Relative to expected rainfall and adequate provisions for drainage, it is pertinent to note that, while claimant stated he had protested to some one working on construction of the road east of his property that a larger culvert should be installed, said claimant afterward erected on his property several of the buildings that were damaged or destroyed on June 17, 1949.

Considerable testimony was presented relative to the size of culvert that should have been installed to take care of the drainage area of which the claimant’s property was a part. Claimant relied on the Talbot formula for a drainage area of 115 acres in a mountainous region, calling for a culvert 6 feet by 6 feet, or 6 feet by 8 feet, while the respondent put dependence on the state road commission engineer’s estimate of requirements for a drainage area of 118 acres in a hilly region, with due consideration , of the amount of erosion shown there.
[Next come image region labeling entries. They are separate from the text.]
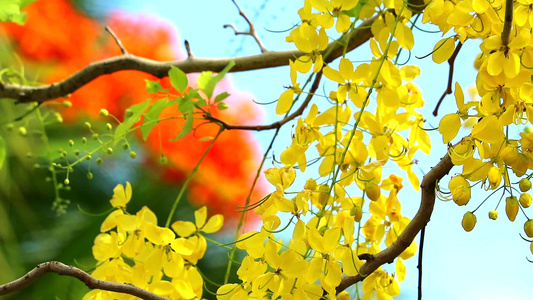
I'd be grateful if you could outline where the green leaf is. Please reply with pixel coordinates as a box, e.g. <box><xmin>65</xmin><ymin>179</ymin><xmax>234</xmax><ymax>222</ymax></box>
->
<box><xmin>218</xmin><ymin>102</ymin><xmax>229</xmax><ymax>110</ymax></box>
<box><xmin>178</xmin><ymin>95</ymin><xmax>194</xmax><ymax>115</ymax></box>
<box><xmin>144</xmin><ymin>79</ymin><xmax>168</xmax><ymax>94</ymax></box>
<box><xmin>114</xmin><ymin>99</ymin><xmax>150</xmax><ymax>145</ymax></box>
<box><xmin>141</xmin><ymin>98</ymin><xmax>172</xmax><ymax>141</ymax></box>
<box><xmin>168</xmin><ymin>66</ymin><xmax>189</xmax><ymax>93</ymax></box>
<box><xmin>0</xmin><ymin>0</ymin><xmax>26</xmax><ymax>25</ymax></box>
<box><xmin>171</xmin><ymin>114</ymin><xmax>194</xmax><ymax>142</ymax></box>
<box><xmin>0</xmin><ymin>136</ymin><xmax>6</xmax><ymax>170</ymax></box>
<box><xmin>196</xmin><ymin>61</ymin><xmax>235</xmax><ymax>98</ymax></box>
<box><xmin>215</xmin><ymin>92</ymin><xmax>229</xmax><ymax>103</ymax></box>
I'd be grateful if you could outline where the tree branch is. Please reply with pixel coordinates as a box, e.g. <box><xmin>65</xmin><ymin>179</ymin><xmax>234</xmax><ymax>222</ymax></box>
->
<box><xmin>205</xmin><ymin>71</ymin><xmax>322</xmax><ymax>131</ymax></box>
<box><xmin>0</xmin><ymin>261</ymin><xmax>166</xmax><ymax>300</ymax></box>
<box><xmin>337</xmin><ymin>154</ymin><xmax>453</xmax><ymax>293</ymax></box>
<box><xmin>0</xmin><ymin>17</ymin><xmax>377</xmax><ymax>103</ymax></box>
<box><xmin>224</xmin><ymin>0</ymin><xmax>268</xmax><ymax>53</ymax></box>
<box><xmin>502</xmin><ymin>0</ymin><xmax>513</xmax><ymax>46</ymax></box>
<box><xmin>433</xmin><ymin>42</ymin><xmax>463</xmax><ymax>117</ymax></box>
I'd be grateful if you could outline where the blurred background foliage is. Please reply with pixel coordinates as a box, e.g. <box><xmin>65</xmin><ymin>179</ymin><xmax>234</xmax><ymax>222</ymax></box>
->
<box><xmin>0</xmin><ymin>0</ymin><xmax>266</xmax><ymax>299</ymax></box>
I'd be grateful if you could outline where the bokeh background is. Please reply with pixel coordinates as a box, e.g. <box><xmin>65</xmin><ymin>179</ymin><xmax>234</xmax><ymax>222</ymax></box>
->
<box><xmin>0</xmin><ymin>0</ymin><xmax>533</xmax><ymax>299</ymax></box>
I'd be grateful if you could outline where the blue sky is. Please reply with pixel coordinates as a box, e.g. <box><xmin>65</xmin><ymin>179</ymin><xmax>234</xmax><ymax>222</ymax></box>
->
<box><xmin>91</xmin><ymin>0</ymin><xmax>533</xmax><ymax>299</ymax></box>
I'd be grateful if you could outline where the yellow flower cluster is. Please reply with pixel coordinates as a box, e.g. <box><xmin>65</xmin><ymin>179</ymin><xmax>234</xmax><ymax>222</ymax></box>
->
<box><xmin>430</xmin><ymin>0</ymin><xmax>533</xmax><ymax>251</ymax></box>
<box><xmin>83</xmin><ymin>182</ymin><xmax>224</xmax><ymax>300</ymax></box>
<box><xmin>217</xmin><ymin>0</ymin><xmax>431</xmax><ymax>299</ymax></box>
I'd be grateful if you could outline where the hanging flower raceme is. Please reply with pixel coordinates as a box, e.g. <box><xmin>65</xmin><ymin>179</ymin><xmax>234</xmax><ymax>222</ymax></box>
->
<box><xmin>83</xmin><ymin>182</ymin><xmax>223</xmax><ymax>300</ymax></box>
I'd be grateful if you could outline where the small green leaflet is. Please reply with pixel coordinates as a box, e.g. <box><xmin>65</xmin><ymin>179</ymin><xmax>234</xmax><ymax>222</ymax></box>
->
<box><xmin>218</xmin><ymin>102</ymin><xmax>229</xmax><ymax>110</ymax></box>
<box><xmin>115</xmin><ymin>99</ymin><xmax>150</xmax><ymax>145</ymax></box>
<box><xmin>144</xmin><ymin>79</ymin><xmax>168</xmax><ymax>94</ymax></box>
<box><xmin>171</xmin><ymin>114</ymin><xmax>194</xmax><ymax>142</ymax></box>
<box><xmin>0</xmin><ymin>136</ymin><xmax>6</xmax><ymax>170</ymax></box>
<box><xmin>168</xmin><ymin>66</ymin><xmax>189</xmax><ymax>93</ymax></box>
<box><xmin>141</xmin><ymin>98</ymin><xmax>168</xmax><ymax>141</ymax></box>
<box><xmin>196</xmin><ymin>61</ymin><xmax>235</xmax><ymax>98</ymax></box>
<box><xmin>215</xmin><ymin>92</ymin><xmax>229</xmax><ymax>103</ymax></box>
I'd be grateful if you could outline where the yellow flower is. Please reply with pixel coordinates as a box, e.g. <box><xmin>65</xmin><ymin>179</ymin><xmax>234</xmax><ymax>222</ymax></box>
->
<box><xmin>461</xmin><ymin>211</ymin><xmax>477</xmax><ymax>231</ymax></box>
<box><xmin>448</xmin><ymin>176</ymin><xmax>470</xmax><ymax>205</ymax></box>
<box><xmin>505</xmin><ymin>196</ymin><xmax>519</xmax><ymax>222</ymax></box>
<box><xmin>110</xmin><ymin>182</ymin><xmax>131</xmax><ymax>208</ymax></box>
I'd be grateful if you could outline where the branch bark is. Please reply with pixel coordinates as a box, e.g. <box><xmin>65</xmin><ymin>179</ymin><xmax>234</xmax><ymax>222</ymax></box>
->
<box><xmin>337</xmin><ymin>154</ymin><xmax>453</xmax><ymax>293</ymax></box>
<box><xmin>0</xmin><ymin>261</ymin><xmax>167</xmax><ymax>300</ymax></box>
<box><xmin>0</xmin><ymin>16</ymin><xmax>377</xmax><ymax>103</ymax></box>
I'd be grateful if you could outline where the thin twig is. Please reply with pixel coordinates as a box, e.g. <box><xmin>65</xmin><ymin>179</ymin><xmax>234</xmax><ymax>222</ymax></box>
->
<box><xmin>336</xmin><ymin>154</ymin><xmax>453</xmax><ymax>293</ymax></box>
<box><xmin>105</xmin><ymin>25</ymin><xmax>128</xmax><ymax>55</ymax></box>
<box><xmin>0</xmin><ymin>261</ymin><xmax>166</xmax><ymax>300</ymax></box>
<box><xmin>417</xmin><ymin>225</ymin><xmax>426</xmax><ymax>300</ymax></box>
<box><xmin>205</xmin><ymin>71</ymin><xmax>322</xmax><ymax>131</ymax></box>
<box><xmin>224</xmin><ymin>0</ymin><xmax>268</xmax><ymax>53</ymax></box>
<box><xmin>0</xmin><ymin>17</ymin><xmax>377</xmax><ymax>103</ymax></box>
<box><xmin>184</xmin><ymin>40</ymin><xmax>194</xmax><ymax>59</ymax></box>
<box><xmin>502</xmin><ymin>0</ymin><xmax>513</xmax><ymax>46</ymax></box>
<box><xmin>433</xmin><ymin>42</ymin><xmax>463</xmax><ymax>117</ymax></box>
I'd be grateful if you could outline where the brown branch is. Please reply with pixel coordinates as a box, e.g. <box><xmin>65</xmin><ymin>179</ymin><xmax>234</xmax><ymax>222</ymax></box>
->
<box><xmin>105</xmin><ymin>25</ymin><xmax>128</xmax><ymax>55</ymax></box>
<box><xmin>205</xmin><ymin>71</ymin><xmax>322</xmax><ymax>131</ymax></box>
<box><xmin>224</xmin><ymin>0</ymin><xmax>268</xmax><ymax>53</ymax></box>
<box><xmin>0</xmin><ymin>17</ymin><xmax>377</xmax><ymax>103</ymax></box>
<box><xmin>502</xmin><ymin>0</ymin><xmax>513</xmax><ymax>46</ymax></box>
<box><xmin>433</xmin><ymin>42</ymin><xmax>463</xmax><ymax>117</ymax></box>
<box><xmin>417</xmin><ymin>225</ymin><xmax>426</xmax><ymax>300</ymax></box>
<box><xmin>183</xmin><ymin>40</ymin><xmax>194</xmax><ymax>59</ymax></box>
<box><xmin>0</xmin><ymin>261</ymin><xmax>167</xmax><ymax>300</ymax></box>
<box><xmin>337</xmin><ymin>154</ymin><xmax>453</xmax><ymax>293</ymax></box>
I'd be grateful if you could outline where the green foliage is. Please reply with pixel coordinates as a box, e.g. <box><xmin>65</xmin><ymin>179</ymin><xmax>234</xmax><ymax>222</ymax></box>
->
<box><xmin>115</xmin><ymin>100</ymin><xmax>150</xmax><ymax>145</ymax></box>
<box><xmin>168</xmin><ymin>66</ymin><xmax>189</xmax><ymax>93</ymax></box>
<box><xmin>172</xmin><ymin>114</ymin><xmax>194</xmax><ymax>142</ymax></box>
<box><xmin>0</xmin><ymin>136</ymin><xmax>6</xmax><ymax>170</ymax></box>
<box><xmin>141</xmin><ymin>98</ymin><xmax>172</xmax><ymax>141</ymax></box>
<box><xmin>145</xmin><ymin>80</ymin><xmax>168</xmax><ymax>94</ymax></box>
<box><xmin>196</xmin><ymin>61</ymin><xmax>235</xmax><ymax>98</ymax></box>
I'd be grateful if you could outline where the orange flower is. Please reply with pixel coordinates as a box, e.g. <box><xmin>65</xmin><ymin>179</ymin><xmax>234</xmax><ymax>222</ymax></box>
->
<box><xmin>3</xmin><ymin>0</ymin><xmax>266</xmax><ymax>223</ymax></box>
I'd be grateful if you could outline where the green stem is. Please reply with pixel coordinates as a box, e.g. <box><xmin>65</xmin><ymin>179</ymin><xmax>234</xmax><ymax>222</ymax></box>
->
<box><xmin>161</xmin><ymin>127</ymin><xmax>224</xmax><ymax>227</ymax></box>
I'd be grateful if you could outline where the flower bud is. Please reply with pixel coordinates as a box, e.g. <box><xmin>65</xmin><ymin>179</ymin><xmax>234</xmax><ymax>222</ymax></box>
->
<box><xmin>19</xmin><ymin>126</ymin><xmax>28</xmax><ymax>136</ymax></box>
<box><xmin>518</xmin><ymin>178</ymin><xmax>531</xmax><ymax>192</ymax></box>
<box><xmin>500</xmin><ymin>145</ymin><xmax>518</xmax><ymax>165</ymax></box>
<box><xmin>365</xmin><ymin>183</ymin><xmax>381</xmax><ymax>201</ymax></box>
<box><xmin>350</xmin><ymin>205</ymin><xmax>363</xmax><ymax>222</ymax></box>
<box><xmin>487</xmin><ymin>167</ymin><xmax>502</xmax><ymax>190</ymax></box>
<box><xmin>520</xmin><ymin>193</ymin><xmax>531</xmax><ymax>208</ymax></box>
<box><xmin>505</xmin><ymin>196</ymin><xmax>518</xmax><ymax>222</ymax></box>
<box><xmin>100</xmin><ymin>108</ymin><xmax>109</xmax><ymax>117</ymax></box>
<box><xmin>524</xmin><ymin>219</ymin><xmax>533</xmax><ymax>237</ymax></box>
<box><xmin>461</xmin><ymin>211</ymin><xmax>477</xmax><ymax>231</ymax></box>
<box><xmin>304</xmin><ymin>178</ymin><xmax>317</xmax><ymax>191</ymax></box>
<box><xmin>448</xmin><ymin>176</ymin><xmax>470</xmax><ymax>205</ymax></box>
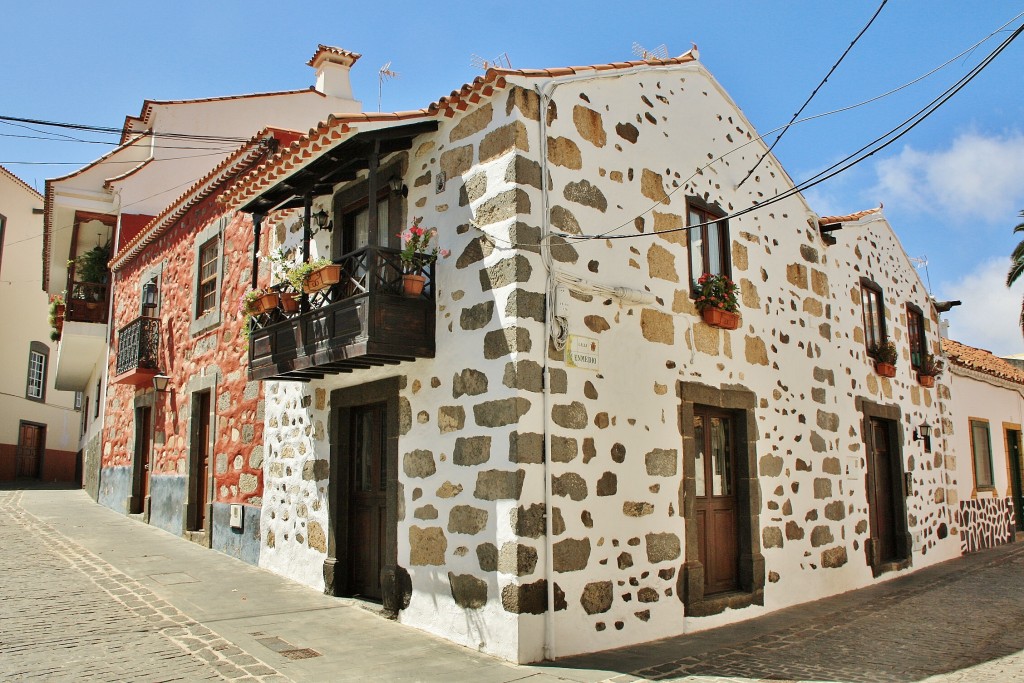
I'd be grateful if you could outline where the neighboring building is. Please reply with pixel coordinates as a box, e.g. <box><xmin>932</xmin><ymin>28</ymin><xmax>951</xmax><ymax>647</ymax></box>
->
<box><xmin>222</xmin><ymin>51</ymin><xmax>959</xmax><ymax>661</ymax></box>
<box><xmin>43</xmin><ymin>46</ymin><xmax>359</xmax><ymax>501</ymax></box>
<box><xmin>0</xmin><ymin>166</ymin><xmax>80</xmax><ymax>481</ymax></box>
<box><xmin>942</xmin><ymin>339</ymin><xmax>1024</xmax><ymax>553</ymax></box>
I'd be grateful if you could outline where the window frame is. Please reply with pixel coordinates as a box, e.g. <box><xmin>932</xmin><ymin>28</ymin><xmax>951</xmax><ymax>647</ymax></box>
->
<box><xmin>906</xmin><ymin>302</ymin><xmax>928</xmax><ymax>371</ymax></box>
<box><xmin>686</xmin><ymin>197</ymin><xmax>732</xmax><ymax>295</ymax></box>
<box><xmin>25</xmin><ymin>341</ymin><xmax>50</xmax><ymax>403</ymax></box>
<box><xmin>191</xmin><ymin>216</ymin><xmax>227</xmax><ymax>336</ymax></box>
<box><xmin>860</xmin><ymin>278</ymin><xmax>889</xmax><ymax>351</ymax></box>
<box><xmin>968</xmin><ymin>418</ymin><xmax>995</xmax><ymax>490</ymax></box>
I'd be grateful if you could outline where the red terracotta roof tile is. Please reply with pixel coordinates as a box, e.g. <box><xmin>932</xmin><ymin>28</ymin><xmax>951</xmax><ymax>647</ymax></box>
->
<box><xmin>818</xmin><ymin>204</ymin><xmax>882</xmax><ymax>225</ymax></box>
<box><xmin>942</xmin><ymin>339</ymin><xmax>1024</xmax><ymax>384</ymax></box>
<box><xmin>218</xmin><ymin>45</ymin><xmax>698</xmax><ymax>205</ymax></box>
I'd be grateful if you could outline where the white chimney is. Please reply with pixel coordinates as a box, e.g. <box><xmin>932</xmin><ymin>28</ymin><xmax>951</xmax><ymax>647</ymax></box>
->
<box><xmin>306</xmin><ymin>45</ymin><xmax>362</xmax><ymax>100</ymax></box>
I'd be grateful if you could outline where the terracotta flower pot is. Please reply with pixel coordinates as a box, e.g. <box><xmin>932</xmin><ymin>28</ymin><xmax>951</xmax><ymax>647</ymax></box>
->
<box><xmin>302</xmin><ymin>263</ymin><xmax>341</xmax><ymax>294</ymax></box>
<box><xmin>401</xmin><ymin>272</ymin><xmax>427</xmax><ymax>297</ymax></box>
<box><xmin>249</xmin><ymin>292</ymin><xmax>281</xmax><ymax>315</ymax></box>
<box><xmin>700</xmin><ymin>308</ymin><xmax>739</xmax><ymax>330</ymax></box>
<box><xmin>874</xmin><ymin>360</ymin><xmax>896</xmax><ymax>377</ymax></box>
<box><xmin>281</xmin><ymin>292</ymin><xmax>299</xmax><ymax>313</ymax></box>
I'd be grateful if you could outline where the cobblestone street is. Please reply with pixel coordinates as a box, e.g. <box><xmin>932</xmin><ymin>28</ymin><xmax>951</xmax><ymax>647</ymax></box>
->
<box><xmin>0</xmin><ymin>489</ymin><xmax>1024</xmax><ymax>683</ymax></box>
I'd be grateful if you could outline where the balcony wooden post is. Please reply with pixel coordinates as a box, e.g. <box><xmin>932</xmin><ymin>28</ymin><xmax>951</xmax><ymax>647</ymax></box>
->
<box><xmin>252</xmin><ymin>213</ymin><xmax>263</xmax><ymax>289</ymax></box>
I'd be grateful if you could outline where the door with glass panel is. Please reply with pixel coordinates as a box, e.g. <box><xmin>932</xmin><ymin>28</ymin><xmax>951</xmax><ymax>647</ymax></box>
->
<box><xmin>693</xmin><ymin>410</ymin><xmax>739</xmax><ymax>594</ymax></box>
<box><xmin>348</xmin><ymin>403</ymin><xmax>387</xmax><ymax>600</ymax></box>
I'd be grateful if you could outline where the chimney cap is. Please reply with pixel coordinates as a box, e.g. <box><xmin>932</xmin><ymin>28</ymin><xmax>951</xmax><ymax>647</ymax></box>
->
<box><xmin>306</xmin><ymin>43</ymin><xmax>362</xmax><ymax>69</ymax></box>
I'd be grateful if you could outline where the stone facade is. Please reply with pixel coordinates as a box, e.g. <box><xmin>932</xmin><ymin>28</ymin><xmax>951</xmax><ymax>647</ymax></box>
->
<box><xmin>245</xmin><ymin>56</ymin><xmax>959</xmax><ymax>661</ymax></box>
<box><xmin>100</xmin><ymin>189</ymin><xmax>264</xmax><ymax>562</ymax></box>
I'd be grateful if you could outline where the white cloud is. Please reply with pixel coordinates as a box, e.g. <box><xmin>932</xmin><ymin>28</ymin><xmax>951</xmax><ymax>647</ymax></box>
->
<box><xmin>872</xmin><ymin>132</ymin><xmax>1024</xmax><ymax>225</ymax></box>
<box><xmin>936</xmin><ymin>258</ymin><xmax>1024</xmax><ymax>355</ymax></box>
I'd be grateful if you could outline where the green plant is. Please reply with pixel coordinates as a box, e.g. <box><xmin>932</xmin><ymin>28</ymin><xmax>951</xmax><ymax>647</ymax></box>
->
<box><xmin>693</xmin><ymin>272</ymin><xmax>739</xmax><ymax>313</ymax></box>
<box><xmin>69</xmin><ymin>245</ymin><xmax>111</xmax><ymax>284</ymax></box>
<box><xmin>285</xmin><ymin>257</ymin><xmax>332</xmax><ymax>292</ymax></box>
<box><xmin>867</xmin><ymin>339</ymin><xmax>899</xmax><ymax>366</ymax></box>
<box><xmin>918</xmin><ymin>353</ymin><xmax>943</xmax><ymax>377</ymax></box>
<box><xmin>398</xmin><ymin>216</ymin><xmax>452</xmax><ymax>272</ymax></box>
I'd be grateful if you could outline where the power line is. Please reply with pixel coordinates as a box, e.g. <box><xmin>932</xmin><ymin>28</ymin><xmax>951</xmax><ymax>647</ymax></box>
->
<box><xmin>736</xmin><ymin>0</ymin><xmax>889</xmax><ymax>188</ymax></box>
<box><xmin>555</xmin><ymin>18</ymin><xmax>1024</xmax><ymax>242</ymax></box>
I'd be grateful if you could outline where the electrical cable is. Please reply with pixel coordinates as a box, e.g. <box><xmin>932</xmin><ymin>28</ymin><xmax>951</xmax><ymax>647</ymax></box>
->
<box><xmin>736</xmin><ymin>0</ymin><xmax>889</xmax><ymax>189</ymax></box>
<box><xmin>553</xmin><ymin>18</ymin><xmax>1024</xmax><ymax>242</ymax></box>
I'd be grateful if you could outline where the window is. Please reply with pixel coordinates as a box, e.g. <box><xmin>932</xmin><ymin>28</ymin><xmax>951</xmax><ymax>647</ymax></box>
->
<box><xmin>971</xmin><ymin>420</ymin><xmax>995</xmax><ymax>488</ymax></box>
<box><xmin>192</xmin><ymin>216</ymin><xmax>227</xmax><ymax>335</ymax></box>
<box><xmin>196</xmin><ymin>238</ymin><xmax>220</xmax><ymax>317</ymax></box>
<box><xmin>687</xmin><ymin>198</ymin><xmax>732</xmax><ymax>289</ymax></box>
<box><xmin>906</xmin><ymin>303</ymin><xmax>928</xmax><ymax>370</ymax></box>
<box><xmin>860</xmin><ymin>280</ymin><xmax>886</xmax><ymax>350</ymax></box>
<box><xmin>25</xmin><ymin>342</ymin><xmax>50</xmax><ymax>401</ymax></box>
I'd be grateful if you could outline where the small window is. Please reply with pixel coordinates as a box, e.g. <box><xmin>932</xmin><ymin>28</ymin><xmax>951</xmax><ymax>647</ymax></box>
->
<box><xmin>196</xmin><ymin>238</ymin><xmax>220</xmax><ymax>317</ymax></box>
<box><xmin>906</xmin><ymin>303</ymin><xmax>928</xmax><ymax>370</ymax></box>
<box><xmin>971</xmin><ymin>420</ymin><xmax>995</xmax><ymax>488</ymax></box>
<box><xmin>687</xmin><ymin>198</ymin><xmax>732</xmax><ymax>290</ymax></box>
<box><xmin>25</xmin><ymin>342</ymin><xmax>49</xmax><ymax>401</ymax></box>
<box><xmin>860</xmin><ymin>281</ymin><xmax>886</xmax><ymax>350</ymax></box>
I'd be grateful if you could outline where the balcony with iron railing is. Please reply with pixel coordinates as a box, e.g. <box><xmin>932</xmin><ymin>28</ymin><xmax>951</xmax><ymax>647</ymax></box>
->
<box><xmin>114</xmin><ymin>315</ymin><xmax>160</xmax><ymax>386</ymax></box>
<box><xmin>249</xmin><ymin>247</ymin><xmax>434</xmax><ymax>381</ymax></box>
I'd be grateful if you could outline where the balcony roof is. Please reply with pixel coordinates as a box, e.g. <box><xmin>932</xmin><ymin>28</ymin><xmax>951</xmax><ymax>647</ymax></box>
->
<box><xmin>242</xmin><ymin>121</ymin><xmax>439</xmax><ymax>215</ymax></box>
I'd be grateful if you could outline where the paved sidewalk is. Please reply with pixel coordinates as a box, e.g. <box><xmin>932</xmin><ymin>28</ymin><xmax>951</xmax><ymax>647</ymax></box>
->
<box><xmin>0</xmin><ymin>488</ymin><xmax>1024</xmax><ymax>683</ymax></box>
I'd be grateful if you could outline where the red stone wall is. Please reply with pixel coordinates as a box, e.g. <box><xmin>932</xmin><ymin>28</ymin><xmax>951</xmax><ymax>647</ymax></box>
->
<box><xmin>102</xmin><ymin>192</ymin><xmax>263</xmax><ymax>505</ymax></box>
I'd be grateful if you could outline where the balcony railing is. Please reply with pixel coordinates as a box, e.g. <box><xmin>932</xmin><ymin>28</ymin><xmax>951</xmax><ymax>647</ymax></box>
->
<box><xmin>65</xmin><ymin>282</ymin><xmax>110</xmax><ymax>325</ymax></box>
<box><xmin>249</xmin><ymin>247</ymin><xmax>434</xmax><ymax>380</ymax></box>
<box><xmin>117</xmin><ymin>315</ymin><xmax>160</xmax><ymax>378</ymax></box>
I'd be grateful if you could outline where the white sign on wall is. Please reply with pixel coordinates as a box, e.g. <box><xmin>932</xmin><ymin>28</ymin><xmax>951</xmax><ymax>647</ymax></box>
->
<box><xmin>565</xmin><ymin>335</ymin><xmax>600</xmax><ymax>373</ymax></box>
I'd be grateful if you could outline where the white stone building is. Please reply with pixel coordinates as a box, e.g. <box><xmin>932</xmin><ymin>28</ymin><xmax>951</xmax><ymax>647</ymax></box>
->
<box><xmin>942</xmin><ymin>339</ymin><xmax>1024</xmax><ymax>553</ymax></box>
<box><xmin>226</xmin><ymin>50</ymin><xmax>959</xmax><ymax>661</ymax></box>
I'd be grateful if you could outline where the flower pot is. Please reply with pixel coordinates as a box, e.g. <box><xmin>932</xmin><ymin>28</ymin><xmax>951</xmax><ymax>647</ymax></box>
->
<box><xmin>280</xmin><ymin>292</ymin><xmax>299</xmax><ymax>313</ymax></box>
<box><xmin>302</xmin><ymin>263</ymin><xmax>341</xmax><ymax>294</ymax></box>
<box><xmin>700</xmin><ymin>308</ymin><xmax>739</xmax><ymax>330</ymax></box>
<box><xmin>401</xmin><ymin>272</ymin><xmax>427</xmax><ymax>297</ymax></box>
<box><xmin>874</xmin><ymin>360</ymin><xmax>896</xmax><ymax>377</ymax></box>
<box><xmin>249</xmin><ymin>292</ymin><xmax>281</xmax><ymax>315</ymax></box>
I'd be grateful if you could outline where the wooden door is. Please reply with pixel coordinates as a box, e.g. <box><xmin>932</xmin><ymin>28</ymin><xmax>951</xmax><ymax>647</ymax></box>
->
<box><xmin>1007</xmin><ymin>429</ymin><xmax>1024</xmax><ymax>531</ymax></box>
<box><xmin>14</xmin><ymin>422</ymin><xmax>46</xmax><ymax>479</ymax></box>
<box><xmin>693</xmin><ymin>412</ymin><xmax>739</xmax><ymax>595</ymax></box>
<box><xmin>135</xmin><ymin>405</ymin><xmax>153</xmax><ymax>505</ymax></box>
<box><xmin>869</xmin><ymin>418</ymin><xmax>899</xmax><ymax>562</ymax></box>
<box><xmin>193</xmin><ymin>391</ymin><xmax>210</xmax><ymax>531</ymax></box>
<box><xmin>348</xmin><ymin>403</ymin><xmax>387</xmax><ymax>600</ymax></box>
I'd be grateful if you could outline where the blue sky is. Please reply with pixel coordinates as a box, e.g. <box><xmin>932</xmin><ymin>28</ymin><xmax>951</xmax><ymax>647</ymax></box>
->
<box><xmin>0</xmin><ymin>5</ymin><xmax>1024</xmax><ymax>354</ymax></box>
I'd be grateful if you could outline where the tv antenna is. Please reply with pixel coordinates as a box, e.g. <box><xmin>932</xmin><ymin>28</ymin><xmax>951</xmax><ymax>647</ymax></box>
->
<box><xmin>377</xmin><ymin>61</ymin><xmax>398</xmax><ymax>112</ymax></box>
<box><xmin>633</xmin><ymin>42</ymin><xmax>669</xmax><ymax>61</ymax></box>
<box><xmin>469</xmin><ymin>52</ymin><xmax>512</xmax><ymax>71</ymax></box>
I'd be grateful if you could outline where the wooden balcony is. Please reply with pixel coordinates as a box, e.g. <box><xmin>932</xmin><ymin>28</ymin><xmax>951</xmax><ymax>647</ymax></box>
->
<box><xmin>249</xmin><ymin>247</ymin><xmax>434</xmax><ymax>381</ymax></box>
<box><xmin>65</xmin><ymin>281</ymin><xmax>110</xmax><ymax>325</ymax></box>
<box><xmin>113</xmin><ymin>315</ymin><xmax>160</xmax><ymax>386</ymax></box>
The court claims no competence to pass judgment on the relative merit of the differing estimates, but is of the opinion that the deluge of water on June 17, 1949, was so great and sudden and unexpected as to preclude safeguard against damage and destruction, by any provision, within the province of the state road commission, for carrying off the water and debris that then descended upon the claimant’s property.

The court is of the opinion, after a hearing of his case on July 25 and 26, 1950, that claimant did not prove that failure of the state road commission to install a larger culvert at the road fill east of his property was the proximate cause of claimant’s loss, and therefore an award is denied.